Places:

Elephant Festival at Sainyaburi

Tuesday, 17 February 2009

Elephant portraitI’m travelling around Laos working on a program for the new LPTV series ‘Lonely Planet’s Roads Less Travelled’. After kicking off in Luang Prabang I took a bus south to Sainyaburi to catch the annual Elephant Festival.

‘Well he was hopeless, wasn’t he?’ she complained.

‘Couldn’t steer straight, kept on veering off in one direction then the other. Couldn’t keep a steady speed either, it was all stop-go, stop-go,’ she continued. ‘Then he drops the brake stick and expects me to pick it up for him. And when we pass by the food stall for the second time, just when I need another bunch of bananas, he can’t find his money. Hopeless!’

That’s what Tongbin, a 16-year old female elephant, probably thought about my skills as a first time elephant conductor, a mahout. At the annual elephant festival in Sainyabuli in mid-February Tongbin was one of the 61 elephants taking part.

They’d trekked in from all around the region, for Tongbin it was a week long march from Hongsa. Her owner Kamphan told me he kept her as a pet.

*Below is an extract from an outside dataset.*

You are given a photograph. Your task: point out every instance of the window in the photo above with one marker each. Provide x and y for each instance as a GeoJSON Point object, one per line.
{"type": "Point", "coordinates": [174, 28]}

Some pet, elephants chomp through 100kg or more of food a day, the hand of bananas she’d quickly scarfed down, when we stopped at a food stall to refuel her, were just a useful little snack. Kamphan offered to give me a quick lesson in how to drive an elephant, but I’ll need a few more before I’m OK behind the wheel, or rather behind the ears, you steer an elephant by nudging it behind the ears with your knees.

Monks enjoying elephant ride

The two day festival kicks off with an elephant parade from the town centre down across the river (bridges? Who needs bridges when you have an elephant?) and then features elephants doing all those standard elephant-like activities: shifting logs around, offering rides to everyone from young kids to elderly monks, picking up money (just toss a 1000 kip note down there and I’ll show you how I can pick it up with my trunk).
Elephant parade
The festival is a moveable feast, it’s been held at a different location each year of its three year history. This year it attracted 50,000 visitors, the vast majority of them Laotians and their fellow elephant enthusiasts from nearby Thailand.